There is an old expression: live by the sword; die by the sword. In the case of presumptive Republican nominee Donald Trump that may be paraphrased as: live by the media; die by the media.
While not alone in his efforts, David Fahrenthold has done a judicious and tenacious job of documenting Trump’s history of exaggerating (I’m being as kind as possible) his charitable contributions. This is not something unique to this campaign; it appears to date back decades.
Fahrenthold’s work was the catalyst that forced Trump to donate the $1 million he had very publicly pledged to veterans’ groups earlier this campaign. It is no wonder that Trump is feuding with Farenthold’s employer, the Washington Post. Obviously Trump never intended to give away the million.
Trump has a history of operating with OP (other people’s) money. There is the case of the Tim Tebow helmet which he donated to charity with great fanfare and much publicity. (The Donald loves publicity!) The only problem is that Trump had purchased the helmet not with his personal money, but with the funds of a charity he had some control over. It’s like me making a donation with your money and basking in the press it brought without crediting you. I don’t think Mr. Trump liked the whole truth that recently was revealed.
In 2004 Trump bragged to his friend Howard Stern on the latter’s radio show that he was donating the profits from his TV show The Apprentice to charity. He was sure to tell Stern that it was “A lot more than” $1 million. Yet reports show that only $107,000 was donated. Did Trump pocket the other $900,000, or was he grossly overstating the profits? In either event Trump, as usual, was far from completely truthful and recently the press reported it.
In the late 1980’s Trump made a lot of noise about donating the royalties from his book, The Art of the Deal, to charities benefiting the homeless, Vietnam veterans along with AIDS and MS victims. Only 8% of his charitable donations went to those causes; the other 92% went mainly to his alma maters, his children’s schools and social events.
I am of the school of thought that Trump has refused and will continue to refuse to release his tax returns because they will show he is nowhere near as wealthy as he claims to be. There is another school of thought that his main reason is that he does not want the public to know how little he has donated to charity. It would reveal too many stretches of the truth, (I’m being kind again). I’m currently seeking “double enrollment”.

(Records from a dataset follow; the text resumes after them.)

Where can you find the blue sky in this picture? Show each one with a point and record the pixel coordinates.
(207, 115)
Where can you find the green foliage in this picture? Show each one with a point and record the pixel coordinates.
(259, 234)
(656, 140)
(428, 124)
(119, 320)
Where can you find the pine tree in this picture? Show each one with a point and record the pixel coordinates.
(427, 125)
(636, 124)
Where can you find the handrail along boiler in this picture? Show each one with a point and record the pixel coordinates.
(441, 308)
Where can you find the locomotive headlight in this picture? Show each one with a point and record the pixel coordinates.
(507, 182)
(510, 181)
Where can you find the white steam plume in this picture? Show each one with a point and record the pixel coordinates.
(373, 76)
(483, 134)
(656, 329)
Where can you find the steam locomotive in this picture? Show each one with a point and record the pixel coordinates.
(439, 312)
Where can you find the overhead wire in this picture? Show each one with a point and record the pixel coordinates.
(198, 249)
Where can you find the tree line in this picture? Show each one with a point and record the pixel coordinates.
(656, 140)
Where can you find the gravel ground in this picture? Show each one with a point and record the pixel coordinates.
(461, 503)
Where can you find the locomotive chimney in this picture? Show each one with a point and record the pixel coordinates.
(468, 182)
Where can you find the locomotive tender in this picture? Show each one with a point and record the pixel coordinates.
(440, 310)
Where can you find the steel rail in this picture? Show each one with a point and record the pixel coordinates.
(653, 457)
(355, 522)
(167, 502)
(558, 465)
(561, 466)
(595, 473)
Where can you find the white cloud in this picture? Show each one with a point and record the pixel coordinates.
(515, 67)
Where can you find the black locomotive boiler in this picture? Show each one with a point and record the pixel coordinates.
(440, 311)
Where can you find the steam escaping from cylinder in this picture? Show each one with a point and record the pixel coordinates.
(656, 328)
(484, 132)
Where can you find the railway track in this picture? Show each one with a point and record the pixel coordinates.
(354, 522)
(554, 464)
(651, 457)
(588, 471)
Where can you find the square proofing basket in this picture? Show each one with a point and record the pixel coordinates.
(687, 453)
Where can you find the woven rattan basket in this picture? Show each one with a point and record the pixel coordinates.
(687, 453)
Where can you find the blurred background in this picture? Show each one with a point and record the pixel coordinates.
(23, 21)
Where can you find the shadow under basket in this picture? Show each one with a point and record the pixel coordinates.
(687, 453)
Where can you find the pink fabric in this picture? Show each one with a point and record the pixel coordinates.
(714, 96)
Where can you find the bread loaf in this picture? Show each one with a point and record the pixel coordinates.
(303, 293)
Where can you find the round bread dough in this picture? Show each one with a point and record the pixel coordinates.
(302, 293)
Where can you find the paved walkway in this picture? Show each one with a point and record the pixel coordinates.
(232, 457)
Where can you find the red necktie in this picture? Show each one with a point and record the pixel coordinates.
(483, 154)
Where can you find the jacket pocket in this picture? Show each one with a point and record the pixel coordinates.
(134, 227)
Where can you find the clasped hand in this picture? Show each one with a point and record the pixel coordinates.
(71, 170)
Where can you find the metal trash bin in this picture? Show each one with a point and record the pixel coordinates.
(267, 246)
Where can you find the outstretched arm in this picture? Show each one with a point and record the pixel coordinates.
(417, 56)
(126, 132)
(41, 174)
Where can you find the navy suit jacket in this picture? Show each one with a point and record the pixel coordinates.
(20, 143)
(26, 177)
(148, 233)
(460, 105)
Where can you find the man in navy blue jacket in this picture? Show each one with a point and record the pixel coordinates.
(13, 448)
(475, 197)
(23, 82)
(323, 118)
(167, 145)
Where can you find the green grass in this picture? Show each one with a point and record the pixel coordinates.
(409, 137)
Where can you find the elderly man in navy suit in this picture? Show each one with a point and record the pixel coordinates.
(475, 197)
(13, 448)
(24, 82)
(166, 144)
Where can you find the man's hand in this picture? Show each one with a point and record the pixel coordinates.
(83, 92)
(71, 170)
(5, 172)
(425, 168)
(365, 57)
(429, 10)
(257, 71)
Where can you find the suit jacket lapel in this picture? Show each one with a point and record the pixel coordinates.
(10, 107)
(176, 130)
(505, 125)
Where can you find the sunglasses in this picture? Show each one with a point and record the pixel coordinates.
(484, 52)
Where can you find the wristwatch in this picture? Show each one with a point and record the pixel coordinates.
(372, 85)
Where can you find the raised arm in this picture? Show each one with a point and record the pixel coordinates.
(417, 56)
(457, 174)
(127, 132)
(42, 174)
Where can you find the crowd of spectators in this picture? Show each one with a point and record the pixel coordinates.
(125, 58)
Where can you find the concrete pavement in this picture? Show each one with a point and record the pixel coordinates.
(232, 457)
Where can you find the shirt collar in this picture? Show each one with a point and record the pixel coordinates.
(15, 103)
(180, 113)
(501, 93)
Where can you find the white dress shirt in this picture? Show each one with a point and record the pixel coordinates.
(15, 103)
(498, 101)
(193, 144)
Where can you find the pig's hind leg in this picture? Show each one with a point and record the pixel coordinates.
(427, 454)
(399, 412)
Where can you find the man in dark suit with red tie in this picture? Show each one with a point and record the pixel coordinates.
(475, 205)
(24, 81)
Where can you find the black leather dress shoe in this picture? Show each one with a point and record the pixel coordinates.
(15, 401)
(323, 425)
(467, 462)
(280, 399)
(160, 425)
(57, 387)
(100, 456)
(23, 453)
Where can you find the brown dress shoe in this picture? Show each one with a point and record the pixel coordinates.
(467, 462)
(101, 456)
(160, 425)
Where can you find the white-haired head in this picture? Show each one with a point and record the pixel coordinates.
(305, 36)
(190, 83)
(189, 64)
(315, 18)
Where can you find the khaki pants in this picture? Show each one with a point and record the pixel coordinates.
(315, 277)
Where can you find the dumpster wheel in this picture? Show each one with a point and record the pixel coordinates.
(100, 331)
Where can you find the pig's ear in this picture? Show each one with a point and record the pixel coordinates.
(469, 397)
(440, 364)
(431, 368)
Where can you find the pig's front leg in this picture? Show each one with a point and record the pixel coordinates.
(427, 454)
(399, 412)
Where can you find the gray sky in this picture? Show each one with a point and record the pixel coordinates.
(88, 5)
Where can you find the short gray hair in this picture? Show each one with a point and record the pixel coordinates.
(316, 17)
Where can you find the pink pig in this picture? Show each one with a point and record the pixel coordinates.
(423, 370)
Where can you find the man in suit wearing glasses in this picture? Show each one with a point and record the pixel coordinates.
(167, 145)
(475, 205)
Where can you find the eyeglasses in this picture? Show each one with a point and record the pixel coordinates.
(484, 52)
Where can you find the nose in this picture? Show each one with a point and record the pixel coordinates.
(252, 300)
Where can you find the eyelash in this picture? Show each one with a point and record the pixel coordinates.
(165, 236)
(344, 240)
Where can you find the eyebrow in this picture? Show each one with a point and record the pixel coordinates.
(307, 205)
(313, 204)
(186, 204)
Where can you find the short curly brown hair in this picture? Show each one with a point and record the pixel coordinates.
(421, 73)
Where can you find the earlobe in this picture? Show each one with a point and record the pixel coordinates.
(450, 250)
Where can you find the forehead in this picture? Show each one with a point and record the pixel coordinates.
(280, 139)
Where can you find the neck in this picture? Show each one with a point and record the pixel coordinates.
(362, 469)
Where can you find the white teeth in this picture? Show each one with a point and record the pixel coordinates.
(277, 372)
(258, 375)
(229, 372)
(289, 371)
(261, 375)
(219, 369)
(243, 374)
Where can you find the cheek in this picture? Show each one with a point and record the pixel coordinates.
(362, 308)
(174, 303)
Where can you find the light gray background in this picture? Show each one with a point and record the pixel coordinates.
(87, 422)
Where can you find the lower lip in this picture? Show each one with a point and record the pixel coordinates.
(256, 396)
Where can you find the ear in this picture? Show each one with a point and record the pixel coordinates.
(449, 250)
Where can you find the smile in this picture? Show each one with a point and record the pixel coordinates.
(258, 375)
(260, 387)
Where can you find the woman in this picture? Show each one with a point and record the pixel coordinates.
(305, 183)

An old political mentor of mine taught me a long time ago not to try and fight the press. The logic was: they buy ink by the barrel and newsprint by the carload. Trump mocked the press to be a sensation too tempting not to cover. It worked well until he insulted too many of them and they decided to pull what I call a Harry Truman on them – they told the truth on him.
This all reminds me of another old saw: liar, liar; pants on fire.